U.S. Pat. No. 6,698,003 proposes the generic concept of “transformation-based verification” to enable the use of multiple algorithms, encapsulated as “engines” of a modular multiple-engine based verification system to synergistically simplify and decompose complex problems into simpler sub-problems that are easier to formally discharge. The transformation-based verification paradigm has demonstrated itself essential to enhance the scalability of formal verification algorithms to verification problems of industrial relevance, where it is often desired to leverage the bug-hunting power of formal methods to large units of logic that are the common focus of simulation-based test benches.
One large capacity gap between traditional formal verification algorithms vs. simulation-based testbenches is due to bit-blasting employed in the. In particular, virtually every industrial hardware formal verification tool “bit-blasts” design components into simpler primitives, such as two-input AND gates, inverters, and single-bit state elements. In contrast, logic simulators often support higher-level primitives without bit-blasting. One type of design component that often entails a dramatic bloat when bit-blasted is a memory array, which is a row-addressable, two-dimensional state element often used to represent main memory or caches. Such memory arrays may be extremely large when bit-blasted. Modern caches often are several megabytes, and if verifying a design component that interacts with main memory, it may even be required to support more than 232 rows of arbitrary width. Bit-blasting of such large memory arrays often constitutes a fatal bottleneck to formal verification tools.
Logic designs used to represent hardware, software, or hybrid systems may be represented using a variety of formats. Example formats include hardware description languages (HDLs), higher-level languages such as SystemC, or lower-level formats such as netlists. There are numerous application domains in which it is advantageous to reduce the size of design representations. For example, logic synthesis and design aids often attempt to yield more compact representations that lend themselves to higher quality silicon or assembly code.
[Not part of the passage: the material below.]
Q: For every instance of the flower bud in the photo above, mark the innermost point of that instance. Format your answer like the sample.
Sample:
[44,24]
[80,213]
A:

Verification frameworks, such as logic simulators and accelerators, often dramatically benefit in speed and capacity from techniques to reduce the size of the corresponding logic representation. Equivalence checking frameworks, pervasively used in the semiconductor industry to establish the behavioral equivalence of two versions of a design, often are critically sensitive to the ability to reduce the size of the composition of the two designs to adequately scale to the desired magnitude. Various design debug, visualization, and coverage analysis tools attempt to build more abstract views of a logic representation. These tools often represent memory arrays, which are common components in many types of logic designs, at quite a low level of abstraction. These tools represent custom logic design components including aspects, such as test and reliably features.